Example Data

Author

Paolo Bosetti

Modified

20241205

During the courses, example data files are used to illustrate different concepts. These files are available here for download or for direct usage.

Loading the data files

Each data file can be separately loaded from the URLs reported down below. Nonetheless, you can also exploit the ability of R read* functions to open a file directly from its URL. To do so, it can be useful to define a utility function like the following:

example_url <- function(example) {
  url = paste0("https://paolobosetti.quarto.pub/data/", example)
  return(url)
}

Load this function in your script or put it into a utility library. Then, just pipe it with the proper file-reading function, e.g.:

example_url("timeseries.csv") %>% read_csv()

or

example_url("3dprint.dat") %>% read_table(comment="#")

List of CSV files

List of DAT files

Example

Let’s look at the train.csv file from the Titanic dataset. We load the dataset and perform some basic data manipulation to only keep the relevant columns. We also classify the passengers into age classes.

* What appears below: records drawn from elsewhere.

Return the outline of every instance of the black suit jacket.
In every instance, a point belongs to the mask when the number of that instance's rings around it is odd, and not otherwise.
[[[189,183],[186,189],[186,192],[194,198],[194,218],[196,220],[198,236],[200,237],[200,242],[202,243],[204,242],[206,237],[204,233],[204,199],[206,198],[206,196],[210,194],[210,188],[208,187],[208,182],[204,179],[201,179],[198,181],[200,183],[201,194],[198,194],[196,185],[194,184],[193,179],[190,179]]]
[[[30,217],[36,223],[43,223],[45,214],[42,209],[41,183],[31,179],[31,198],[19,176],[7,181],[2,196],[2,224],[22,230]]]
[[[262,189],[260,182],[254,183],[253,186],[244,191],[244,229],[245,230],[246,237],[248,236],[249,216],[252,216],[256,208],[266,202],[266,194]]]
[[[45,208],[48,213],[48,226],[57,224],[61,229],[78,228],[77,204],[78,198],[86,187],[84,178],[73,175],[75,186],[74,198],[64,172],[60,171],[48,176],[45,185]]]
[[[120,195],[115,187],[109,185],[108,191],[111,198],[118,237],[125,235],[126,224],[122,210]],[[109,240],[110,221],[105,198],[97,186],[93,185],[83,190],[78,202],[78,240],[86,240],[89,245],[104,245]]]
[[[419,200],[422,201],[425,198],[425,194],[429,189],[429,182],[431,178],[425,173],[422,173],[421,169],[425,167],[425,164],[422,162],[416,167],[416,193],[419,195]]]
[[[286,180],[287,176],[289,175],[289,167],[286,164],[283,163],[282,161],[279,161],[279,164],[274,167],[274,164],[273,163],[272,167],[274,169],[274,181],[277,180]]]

titanic <- example_url("train.csv") %>% 
  read_csv(show_col_types = FALSE) %>% 
  mutate(
    Survived = as.logical(Survived),
    Pclass = as.factor(Pclass),
    AgeClass = cut(Age, breaks=c(0, 10, 18, 40, 60, Inf), labels=c("child", "young", "adult", "senior", "elderly")),
    Age = as.factor(Age)
  ) %>% 
  select(
    PassengerId,
    Survived,
    Pclass,
    Sex,
    Age,
    AgeClass,
    Fare
  )
titanic %>% head() %>% knitr::kable()
PassengerId Survived Pclass Sex Age AgeClass Fare
1 FALSE 3 male 22 adult 7.2500
2 TRUE 1 female 38 adult 71.2833
3 TRUE 3 female 26 adult 7.9250
4 TRUE 1 female 35 adult 53.1000
5 FALSE 3 male 35 adult 8.0500
6 FALSE 3 male NA NA 8.4583

Let’s plot the survival rate by age and sex class, as a histogram.

titanic %>% 
  ggplot(aes(x=AgeClass, fill=Survived)) +
  geom_bar() +
  facet_wrap(~Sex) +
  labs(title="Survival by Age Class", x="Age Class", y="Count", fill="Survived")

In a more refined way, we can build a generalized linear model of binomial type🇮🇹 to predict the survival rate based on the fare, age class, and sex:

model <- glm(Survived ~ Fare + AgeClass + Sex, data=titanic, family=binomial)

pred <- expand.grid(
  Fare = seq(0, 500, 5),
  AgeClass = levels(titanic$AgeClass),
  Sex = c("female", "male")
) %>% 
  add_predictions(model, var="pred.glm", type="response")

titanic %>%
  add_predictions(model, var="pred.glm", type="response") %>% 
  ggplot(aes(x=Fare, y=pred.glm, color=AgeClass)) +
  geom_line(data=pred) +
  geom_point(aes(shape=Survived), size=2) +
  coord_cartesian(ylim=c(0, 1)) +
  facet_wrap(~Sex) +
  scale_shape_manual(values=c(3, 1)) +
  labs(y="Predicted Survival", color="Age Class")

A word to the wise

According to our analysis, if you embark the Titanic, you better be a young and rich female 😉.